The Arizona Diamondbacks will use a humidor at Chase Field this season, general manager Mike Hazen told AZCentral.com.

The Diamondbacks will join the Colorado Rockies as the only teams in the majors with a humidor at its their home park. Diamondbacks president and CEO Derrick Hall hinted last year that the team hoped to install one during the 2017 season, but that never materialized.

During a radio interview last April, Hall cited pitchers' difficulty in gripping the baseball in Arizona's hot, dry air as one of the primary reasons for the humidor.

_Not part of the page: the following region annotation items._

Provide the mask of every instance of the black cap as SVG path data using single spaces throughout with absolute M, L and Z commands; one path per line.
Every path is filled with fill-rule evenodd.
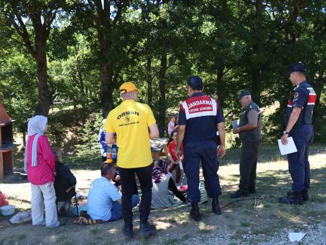
M 188 79 L 188 86 L 203 86 L 203 81 L 198 76 L 193 76 Z
M 240 91 L 240 93 L 239 94 L 239 96 L 236 97 L 237 100 L 239 100 L 239 99 L 242 98 L 243 96 L 246 95 L 251 95 L 250 92 L 248 90 L 243 89 L 243 90 L 241 90 Z
M 291 65 L 290 69 L 285 74 L 285 77 L 288 77 L 292 72 L 294 71 L 299 71 L 306 74 L 307 69 L 301 62 L 296 62 Z

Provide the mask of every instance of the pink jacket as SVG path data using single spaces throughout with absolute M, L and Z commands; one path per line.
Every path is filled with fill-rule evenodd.
M 27 177 L 33 185 L 41 185 L 55 181 L 56 163 L 50 144 L 45 135 L 40 136 L 37 144 L 37 166 L 32 167 L 32 148 L 35 135 L 30 137 L 27 153 Z

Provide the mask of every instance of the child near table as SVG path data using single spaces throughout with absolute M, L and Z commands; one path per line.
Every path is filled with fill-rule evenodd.
M 168 154 L 169 159 L 171 163 L 169 165 L 168 170 L 171 174 L 175 169 L 175 183 L 177 186 L 180 184 L 180 178 L 181 176 L 181 170 L 180 168 L 179 163 L 183 159 L 183 144 L 181 143 L 181 155 L 180 157 L 175 155 L 175 149 L 177 147 L 177 135 L 176 130 L 173 130 L 171 133 L 172 141 L 170 142 L 168 146 Z

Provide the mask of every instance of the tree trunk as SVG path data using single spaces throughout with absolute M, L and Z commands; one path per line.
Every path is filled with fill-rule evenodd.
M 106 118 L 110 111 L 113 109 L 113 75 L 110 64 L 101 62 L 100 71 L 102 115 L 103 118 Z
M 223 97 L 223 89 L 224 87 L 224 81 L 223 81 L 223 70 L 224 68 L 222 67 L 218 69 L 216 72 L 216 84 L 218 94 L 218 101 L 220 102 L 220 105 L 221 107 L 223 108 L 223 104 L 224 102 L 224 98 Z
M 158 106 L 158 132 L 159 137 L 164 137 L 165 129 L 165 79 L 167 71 L 167 52 L 163 50 L 161 55 L 160 66 L 159 67 L 159 104 Z
M 147 81 L 147 104 L 152 108 L 153 107 L 153 90 L 152 88 L 152 57 L 147 56 L 147 66 L 146 67 L 146 76 Z
M 47 116 L 50 109 L 48 86 L 47 85 L 47 67 L 46 55 L 42 50 L 42 46 L 37 48 L 36 64 L 37 66 L 37 85 L 38 88 L 38 101 L 35 115 Z

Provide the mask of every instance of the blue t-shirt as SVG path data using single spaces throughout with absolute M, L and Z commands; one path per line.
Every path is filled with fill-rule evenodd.
M 186 125 L 183 142 L 213 140 L 217 125 L 224 121 L 223 112 L 217 101 L 196 92 L 180 105 L 179 125 Z
M 121 198 L 117 188 L 101 177 L 94 180 L 87 197 L 87 213 L 93 219 L 107 221 L 111 218 L 112 202 Z

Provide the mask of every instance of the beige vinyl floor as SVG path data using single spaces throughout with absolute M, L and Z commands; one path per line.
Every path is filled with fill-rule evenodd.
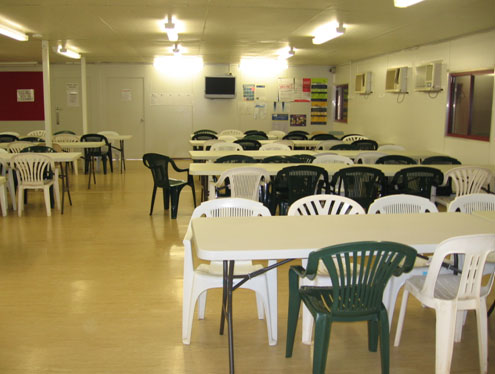
M 66 202 L 64 215 L 47 217 L 37 192 L 22 218 L 12 210 L 0 217 L 0 374 L 228 372 L 227 339 L 218 334 L 220 291 L 209 293 L 206 319 L 195 319 L 191 344 L 181 340 L 190 189 L 171 220 L 161 194 L 148 215 L 152 178 L 141 161 L 128 161 L 125 174 L 97 174 L 90 190 L 87 176 L 71 177 L 73 205 Z M 301 343 L 300 329 L 294 356 L 284 355 L 287 269 L 279 270 L 276 346 L 268 346 L 254 296 L 234 295 L 237 373 L 311 372 L 312 347 Z M 400 299 L 395 317 L 399 305 Z M 395 324 L 396 318 L 391 340 Z M 495 315 L 488 328 L 495 373 Z M 410 298 L 401 346 L 391 347 L 391 373 L 434 373 L 434 360 L 435 314 Z M 327 372 L 381 372 L 379 353 L 367 350 L 364 323 L 332 327 Z M 452 373 L 479 373 L 473 312 L 455 345 Z

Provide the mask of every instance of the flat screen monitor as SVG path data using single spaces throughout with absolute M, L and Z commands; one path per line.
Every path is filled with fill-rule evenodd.
M 235 77 L 205 77 L 205 97 L 208 99 L 235 98 Z

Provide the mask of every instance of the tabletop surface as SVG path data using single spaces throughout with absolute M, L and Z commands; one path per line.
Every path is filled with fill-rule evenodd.
M 195 218 L 193 245 L 204 260 L 306 258 L 319 248 L 362 240 L 395 241 L 433 251 L 443 240 L 495 232 L 464 213 Z

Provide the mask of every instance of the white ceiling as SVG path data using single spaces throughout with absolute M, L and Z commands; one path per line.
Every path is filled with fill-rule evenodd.
M 181 45 L 205 63 L 275 57 L 290 43 L 297 49 L 290 65 L 338 65 L 495 27 L 495 0 L 425 0 L 405 9 L 393 0 L 1 0 L 0 22 L 31 37 L 0 35 L 0 62 L 41 61 L 45 39 L 67 41 L 90 63 L 151 63 L 171 54 L 159 25 L 170 13 L 185 27 Z M 332 20 L 348 25 L 346 33 L 313 45 L 314 29 Z

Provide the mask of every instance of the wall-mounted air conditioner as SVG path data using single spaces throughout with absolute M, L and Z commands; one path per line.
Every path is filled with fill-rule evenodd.
M 387 69 L 385 92 L 407 93 L 407 66 Z
M 354 92 L 362 95 L 371 93 L 371 71 L 356 75 Z
M 432 62 L 416 67 L 416 91 L 441 91 L 442 90 L 442 63 Z

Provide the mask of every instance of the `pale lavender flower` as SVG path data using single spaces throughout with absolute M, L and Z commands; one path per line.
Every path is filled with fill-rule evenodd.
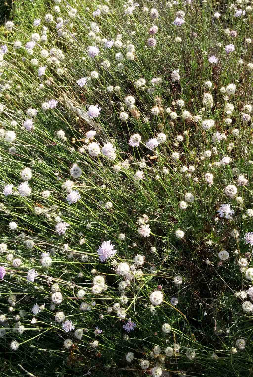
M 66 200 L 69 204 L 72 204 L 81 199 L 79 192 L 77 190 L 72 190 L 67 196 Z
M 94 17 L 96 17 L 97 16 L 99 16 L 101 13 L 101 11 L 100 9 L 98 9 L 98 9 L 96 9 L 96 10 L 94 11 L 92 13 L 92 14 L 93 15 Z
M 57 106 L 58 101 L 57 101 L 56 100 L 49 100 L 48 101 L 48 103 L 50 105 L 50 109 L 55 109 Z
M 62 328 L 66 333 L 68 333 L 71 330 L 74 330 L 75 328 L 73 325 L 72 321 L 69 321 L 68 319 L 64 322 L 62 324 Z
M 59 222 L 57 222 L 55 225 L 55 230 L 60 236 L 61 234 L 64 234 L 68 227 L 69 226 L 69 224 L 68 224 L 67 222 L 60 221 Z
M 27 196 L 29 195 L 32 190 L 27 182 L 22 182 L 18 187 L 19 195 L 21 196 Z
M 223 217 L 225 215 L 225 217 L 226 219 L 229 219 L 234 211 L 233 210 L 230 208 L 230 204 L 222 204 L 217 211 L 220 217 Z
M 3 279 L 6 273 L 5 269 L 3 266 L 0 267 L 0 279 Z
M 41 311 L 40 309 L 40 307 L 38 306 L 38 304 L 35 304 L 35 305 L 33 307 L 32 309 L 32 313 L 35 315 L 36 316 L 38 313 L 39 313 Z
M 78 84 L 78 86 L 80 87 L 81 88 L 83 86 L 84 86 L 87 83 L 87 77 L 81 77 L 80 78 L 79 80 L 77 80 L 77 84 Z
M 31 119 L 26 119 L 23 123 L 23 127 L 28 131 L 31 131 L 34 125 L 34 123 Z
M 174 20 L 173 23 L 176 26 L 181 26 L 183 23 L 184 23 L 184 20 L 181 17 L 176 17 Z
M 170 303 L 173 306 L 176 306 L 178 303 L 178 300 L 176 298 L 176 297 L 172 297 L 172 299 L 170 299 Z
M 127 321 L 125 325 L 124 325 L 123 328 L 126 331 L 127 331 L 128 333 L 129 333 L 132 330 L 134 330 L 134 328 L 136 326 L 136 323 L 135 323 L 134 322 L 132 322 L 132 321 L 129 320 Z
M 253 232 L 247 232 L 244 236 L 245 244 L 250 244 L 253 246 Z
M 114 44 L 114 41 L 113 39 L 112 39 L 110 41 L 107 41 L 107 42 L 106 42 L 104 47 L 106 47 L 106 48 L 111 48 Z
M 238 177 L 238 186 L 245 186 L 248 182 L 248 179 L 244 176 L 240 175 Z
M 101 334 L 101 333 L 103 333 L 102 330 L 99 329 L 97 326 L 97 327 L 95 327 L 95 329 L 94 331 L 94 333 L 95 335 L 98 335 L 99 334 Z
M 149 38 L 147 40 L 147 45 L 150 47 L 154 47 L 156 44 L 156 41 L 155 38 Z
M 40 23 L 41 21 L 41 18 L 37 18 L 37 19 L 35 19 L 34 21 L 34 26 L 38 26 Z
M 211 64 L 213 64 L 213 63 L 218 63 L 218 60 L 215 57 L 214 55 L 212 55 L 212 56 L 210 56 L 208 59 L 208 61 Z
M 88 111 L 86 112 L 86 115 L 89 115 L 90 118 L 97 118 L 100 115 L 101 107 L 99 107 L 98 105 L 94 106 L 94 105 L 91 105 L 89 107 Z
M 235 51 L 235 46 L 233 44 L 232 44 L 231 43 L 230 44 L 227 44 L 225 47 L 225 51 L 226 52 L 226 54 L 233 52 Z
M 37 275 L 38 273 L 36 272 L 34 268 L 32 268 L 31 270 L 29 270 L 27 273 L 27 276 L 26 276 L 26 280 L 28 282 L 30 282 L 31 283 L 33 283 L 34 281 L 34 279 Z
M 11 195 L 12 193 L 12 188 L 14 187 L 13 185 L 6 185 L 5 187 L 3 193 L 5 196 L 8 195 Z
M 111 244 L 110 240 L 104 241 L 97 250 L 98 257 L 101 262 L 105 262 L 110 257 L 113 256 L 117 252 L 114 245 Z
M 149 225 L 148 224 L 141 225 L 138 229 L 139 234 L 141 235 L 141 237 L 144 237 L 145 238 L 147 237 L 149 237 L 151 231 L 151 230 L 149 228 Z
M 28 50 L 32 49 L 33 48 L 34 48 L 35 44 L 35 42 L 34 42 L 33 41 L 31 41 L 31 42 L 28 42 L 25 47 Z
M 128 144 L 131 147 L 138 147 L 141 139 L 141 136 L 140 135 L 139 135 L 138 133 L 135 133 L 131 136 L 128 142 Z
M 149 139 L 146 143 L 146 146 L 150 149 L 153 149 L 154 148 L 158 147 L 159 143 L 157 139 L 153 138 L 153 139 Z
M 88 46 L 88 54 L 91 58 L 95 58 L 99 54 L 99 50 L 96 46 Z
M 246 291 L 247 294 L 250 296 L 250 298 L 252 300 L 253 299 L 253 287 L 250 287 Z
M 38 70 L 38 75 L 39 77 L 40 77 L 41 76 L 43 76 L 45 74 L 45 71 L 46 71 L 46 66 L 45 66 L 44 67 L 40 67 L 40 68 Z
M 8 48 L 6 44 L 2 44 L 0 49 L 0 54 L 4 55 L 6 52 L 8 52 Z
M 245 11 L 242 11 L 241 9 L 238 9 L 235 14 L 235 17 L 241 17 L 241 16 L 245 15 Z
M 111 152 L 114 152 L 115 149 L 112 143 L 107 143 L 104 144 L 104 146 L 101 149 L 101 153 L 104 156 L 108 156 Z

"They all talked about the grip," Hall told Arizona Sports 98.7 FM. "The one thing you don't really want to do is negatively impact the offense because that's part of the fun of Chase Field or Coors Field."

Hall also said during the interview that the Coors Field humidor, installed in 2002, didn't "diminish the offense" at the ballpark. But data shows that home runs at Coors Field have decreased by 22 percent since 2002, along with several other offensive statistics.

Major League Baseball suggests the best conditions in which to store baseballs is 70 degrees with 50 percent humidity.

Alan Nathan, a professor emeritus of physics at the University of Illinois, estimated in a 2017 study that a humidor at Chase Field would reduce home run production by 25 to 50 percent, citing the lower humidity in Arizona than Colorado.